The effect is that a complex randomized social graph is generated, with density increasing over time. This can then be used to experiment with trading, gossip and viral algorithms, and individual Pirates can make and break promises to introduce failure modes. Each pirate gets a random number of gold coins to start with, and can send them to buddies, and remember which benefactor buddy gave them how much.
Simulation is logged to a file spigo.graphml with the -g command line option or .json with the -j option. Inform messages are sent to a logger service from the pirates, which serializes writes to the file. The graphml format includes XML gibberish header followed by definitions of the node names and the edges that have formed between them. Graphml can be visualized using the yEd tool from yFiles. The graphJSON format is simpler and Javascript code to render it using D3 is in spigo.html.
There is a test program that exercises the Namedrop message, this is where the FSM or a Pirate passes on the name of a third party, and each Pirate builds up a buddy list of names and the listener channel for each buddy. Another test program tests the type conversions for JSON readings and writing.
The basic framework is in place, but more interesting behaviors, automonous running, and user input to control or stop the simulation haven't been added yet. See the pdf for some Occam code and results for the original version of this circa 2007.
Next steps include connecting the output directly to the browser over a websocket so the dynamic behavior of the graph can be seen in real time. A lot of refactoring has cleaned up the code and structure in preparation for more interesting features.
Jason Brown's list of interesting Gossip papers might contain something interesting to try and implement... http://softwarecarnival.blogspot.com/2014/07/gossip-papers.html
At one point during setup FSM delivers five messages to each Pirate in turn, and the message delivery rate for that loop is measured at about 270,000 msg/sec.
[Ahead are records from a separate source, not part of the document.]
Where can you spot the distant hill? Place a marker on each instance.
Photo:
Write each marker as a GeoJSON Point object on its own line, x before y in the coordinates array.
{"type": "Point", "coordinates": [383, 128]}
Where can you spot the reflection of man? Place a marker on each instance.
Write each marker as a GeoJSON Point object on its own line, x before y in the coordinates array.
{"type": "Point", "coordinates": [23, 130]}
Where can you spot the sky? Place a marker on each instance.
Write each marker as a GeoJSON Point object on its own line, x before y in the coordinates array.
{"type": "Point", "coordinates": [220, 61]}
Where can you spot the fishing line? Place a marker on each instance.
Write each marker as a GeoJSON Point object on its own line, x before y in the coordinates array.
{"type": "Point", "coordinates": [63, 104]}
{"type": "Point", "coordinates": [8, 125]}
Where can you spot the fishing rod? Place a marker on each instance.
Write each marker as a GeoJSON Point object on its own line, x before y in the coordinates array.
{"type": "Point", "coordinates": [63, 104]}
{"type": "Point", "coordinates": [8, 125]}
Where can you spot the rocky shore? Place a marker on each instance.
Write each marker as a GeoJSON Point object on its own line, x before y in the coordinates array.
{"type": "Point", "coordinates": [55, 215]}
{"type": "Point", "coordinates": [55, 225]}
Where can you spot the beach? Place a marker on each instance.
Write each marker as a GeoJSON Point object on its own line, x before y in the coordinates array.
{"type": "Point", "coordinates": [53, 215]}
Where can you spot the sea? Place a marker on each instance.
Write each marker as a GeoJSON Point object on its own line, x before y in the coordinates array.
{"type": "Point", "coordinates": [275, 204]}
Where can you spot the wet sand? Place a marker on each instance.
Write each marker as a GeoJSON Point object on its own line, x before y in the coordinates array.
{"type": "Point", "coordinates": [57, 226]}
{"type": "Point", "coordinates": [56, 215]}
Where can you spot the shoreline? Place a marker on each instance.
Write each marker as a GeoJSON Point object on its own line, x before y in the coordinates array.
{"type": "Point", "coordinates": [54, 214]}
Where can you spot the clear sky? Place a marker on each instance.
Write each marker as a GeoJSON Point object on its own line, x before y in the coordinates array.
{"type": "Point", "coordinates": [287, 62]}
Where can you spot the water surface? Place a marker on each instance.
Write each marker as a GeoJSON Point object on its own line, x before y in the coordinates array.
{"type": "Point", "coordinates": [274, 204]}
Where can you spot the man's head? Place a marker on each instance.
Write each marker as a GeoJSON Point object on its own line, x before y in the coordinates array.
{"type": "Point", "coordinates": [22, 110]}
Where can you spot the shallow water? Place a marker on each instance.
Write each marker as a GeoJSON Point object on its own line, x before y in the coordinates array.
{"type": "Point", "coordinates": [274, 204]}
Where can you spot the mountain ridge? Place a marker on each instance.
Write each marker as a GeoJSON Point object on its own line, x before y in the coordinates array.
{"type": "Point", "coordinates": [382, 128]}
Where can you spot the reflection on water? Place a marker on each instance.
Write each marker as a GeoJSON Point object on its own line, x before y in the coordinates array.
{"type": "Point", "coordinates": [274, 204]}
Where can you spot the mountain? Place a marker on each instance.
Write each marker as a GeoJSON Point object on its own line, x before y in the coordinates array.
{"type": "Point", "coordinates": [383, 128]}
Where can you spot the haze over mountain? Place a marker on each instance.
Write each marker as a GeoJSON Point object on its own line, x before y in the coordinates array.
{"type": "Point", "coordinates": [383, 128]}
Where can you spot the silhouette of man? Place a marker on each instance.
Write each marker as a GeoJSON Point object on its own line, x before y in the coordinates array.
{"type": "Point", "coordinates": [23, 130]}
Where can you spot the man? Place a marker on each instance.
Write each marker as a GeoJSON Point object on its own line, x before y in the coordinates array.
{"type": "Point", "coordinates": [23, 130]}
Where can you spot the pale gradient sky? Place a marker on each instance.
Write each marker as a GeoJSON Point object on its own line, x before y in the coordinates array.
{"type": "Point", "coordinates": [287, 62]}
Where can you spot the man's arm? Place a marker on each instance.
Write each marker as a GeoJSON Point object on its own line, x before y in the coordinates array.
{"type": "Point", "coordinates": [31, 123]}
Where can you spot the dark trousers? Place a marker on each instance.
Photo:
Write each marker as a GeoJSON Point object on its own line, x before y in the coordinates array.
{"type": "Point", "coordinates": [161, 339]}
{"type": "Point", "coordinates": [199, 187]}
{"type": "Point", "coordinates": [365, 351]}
There are two additional shutdown messages per pirate in each run, plus whatever chatting occurs.
$ time spigo -d=0 -p=100000
2015/01/23 17:31:04 Spigo: population 100000 pirates
2015/01/23 17:31:05 fsm: Hello
2015/01/23 17:31:06 fsm: Talk amongst yourselves for 0
2015/01/23 17:31:07 fsm: Delivered 500000 messages in 1.865390635s
2015/01/23 17:31:07 fsm: Go away
2015/01/23 17:31:08 fsm: Exit
2015/01/23 17:31:08 spigo: fsm complete
real 0m3.968s
user 0m2.982s
sys 0m0.981s
Later versions with request tracing additions to the message format and other changes slowed down to about 200,000 msg/s.
$ time spigo -d=0 -p=100000 -a fsm
2015/09/13 21:59:21 fsm: population 100000 pirates
2015/09/13 21:59:22 fsm: Talk amongst yourselves for 0
2015/09/13 21:59:24 fsm: Delivered 500000 messages in 2.522006488s
2015/09/13 21:59:24 fsm: Shutdown
2015/09/13 21:59:25 fsm: Exit
2015/09/13 21:59:25 spigo: complete
real 0m4.061s
user 0m6.790s
sys 0m1.678s
After installing go1.5.1 and go build -a the message rate slowed down even more, to about 125,000 msg/s
$ time ./spigo -d=0 -p=100000 -a fsm
2015/09/13 21:58:55 fsm: population 100000 pirates
2015/09/13 21:58:57 fsm: Talk amongst yourselves for 0
2015/09/13 21:59:01 fsm: Delivered 500000 messages in 3.957726898s
2015/09/13 21:59:01 fsm: Shutdown
2015/09/13 21:59:01 fsm: Exit
2015/09/13 21:59:01 spigo: complete
real 0m5.932s
user 0m7.471s
sys 0m1.728s
Up to about 200,000 pirates time is linear with count. Beyond that it gradually slows down as my laptop runs out of memory.